Hattie is over 70 and still has wild sex…..

I’ve recently discovered the joy that is video streaming from Netflix.(Lovin it)  It is because of this, I was able to watch a show on TLC for the first time called: Strange Sex.  The first episode I saw was about a 70 something year old woman who dates men 45 years her junior and get’s busy! A lot. wink, wink.  At first, I was thinking, “WHAT!  She can’t be getting laid more than me?” lol While I do admire her ooommff and ownership of her sexuality….I’m left a little dumbfounded.  On one hand, I see why her lifestyle makes sense.  I am barely into middleage and  already notice a lull in the energy of men MY AGE!  Hattie is so full of life and vigor and it is frustrating trying to date a man who goes to bed at 9 o’clock or falls asleep during a movie.  On the other hand, I would like to think I outgrew immature men a long time ago….solidarity is also rewarding…I will let you decide for yourself.

Here is the link to her website and if you get the chance, I would watch her episode on TLC.  Maybe you will be inspired…you may be horrified…but either way she is one hell of an interesting person and I admire her Chutzpah, Shalom Hattie. (In the words of my great Jewish friends)



I’m sorry, I wasn’t listening..

When you are younger you try to argue your point.  You think you know it all.  The most asinine move you can make is believing that you will change another person.  When I was younger, I believed I could sway someone to my way of thinking; if I could just explain a position better.  I presumed I could aid friends in abusive relationships by emphasizing their worth. I would exhaust myself and waste time listening to people who had no intention of seeking help.  I finally became exhausted enough to realize I could surround myself with healthy, peaceful people instead.  Age has taught me to avoid people that always have drama and never seek an end to the madness  At this stage, I choose what I allow into my life and what I don’t.  I can tell when a person is about to start pushing their political agenda on me and I can diffuse the situation with a smile and simply not engaging.  I marvel in the power of it! In my youth my blood would boil and I would be waiting for the other person to take a breath for the chance to interject and explain why they were such an asshole.  It’s like amazing grace, I once was blind, but now I see… smiling and staying silent works for me!  Choosing not to engage, but still being present with kindness, is wisdom.  I intend to sip my wine, smile, and enjoy the oblivion….watching as the young people waste time arguing their point of view. 
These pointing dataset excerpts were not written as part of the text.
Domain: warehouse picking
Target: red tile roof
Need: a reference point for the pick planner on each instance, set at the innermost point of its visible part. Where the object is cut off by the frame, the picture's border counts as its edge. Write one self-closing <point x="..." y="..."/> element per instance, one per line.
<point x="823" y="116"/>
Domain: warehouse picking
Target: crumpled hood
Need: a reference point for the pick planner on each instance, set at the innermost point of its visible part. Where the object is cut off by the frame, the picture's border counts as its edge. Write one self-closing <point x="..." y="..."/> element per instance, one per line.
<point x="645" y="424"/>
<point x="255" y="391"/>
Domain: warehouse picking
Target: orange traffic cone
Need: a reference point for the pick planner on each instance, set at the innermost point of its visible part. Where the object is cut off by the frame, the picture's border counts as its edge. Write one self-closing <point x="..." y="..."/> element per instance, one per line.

Orthopedic shoes need rehab…yes, yes, yes..

I went somewhere today and I noticed a lady in line. She had obviously spent a lot of time getting herself ready.  She was with her teenage daughter it seemed like they had just come from church.  As I stood there, I admired her hair and great bone structure.  She was about 15 years older than me but I thought, wow you are aging really well!  She had on a nice dress and then I looked down and saw this: There they were, in all of their glory, orthopedic sandals.  This woman stood tall and looked ten years younger until her long dress flitted and revealed this atrocity.  Why do women do this to themselves?  Aren’t there better orthopedic options out there?  I mean, if we can make fake noses and boobs, we can make fake orthopedic shoes right? These shoes (when not medically prescribed) scream, “I have given up.”   All the bone structure and natural glow in the world, can’t compensate for these.  I say, “Fight like hell against wearing these as long as you can.”  Better yet, Never.

Did my muscles let go of my thigh skin?

I walked by the mirror in my closet-room today and saw something no person should have to see.  The skin on my legs wiggled a little bit.  I even walked backwards and tried it again in slow motion.   My thigh skin used to be tightly connected to my muscles; it wasn’t a separate entity?  So, I did what any reasonable middle-aged woman would do. I grabbed my car keys, hauled ass, and joined a gym.  I approached the counter,  like a person buying drugs in a hushed voice and their darkest sunglasses. It went something like this, whispering, “Excuse me, I think I would like to join the gym.”  I even did the finger-pointing thing that looks like you are pushing buttons in the direction of girls on a treadmills. Just incase she didn’t know what I was talking about.  As the girl started to fill in my information, I glanced around and pushed my ray bans further up my nose like I was doing surveillance.  Did I mention, I was already sweating from the walk in and I had yet to take the complimentary tour?  I thought I was being really clever during that by holding my bag in a way that masked my exposed thighs.  Actually, I clung to it like a security blanket.  I’m planning on letting the jumbo bag go tomorrow and moving up to an adult sippy cup that fits in that hole built right into the elliptical.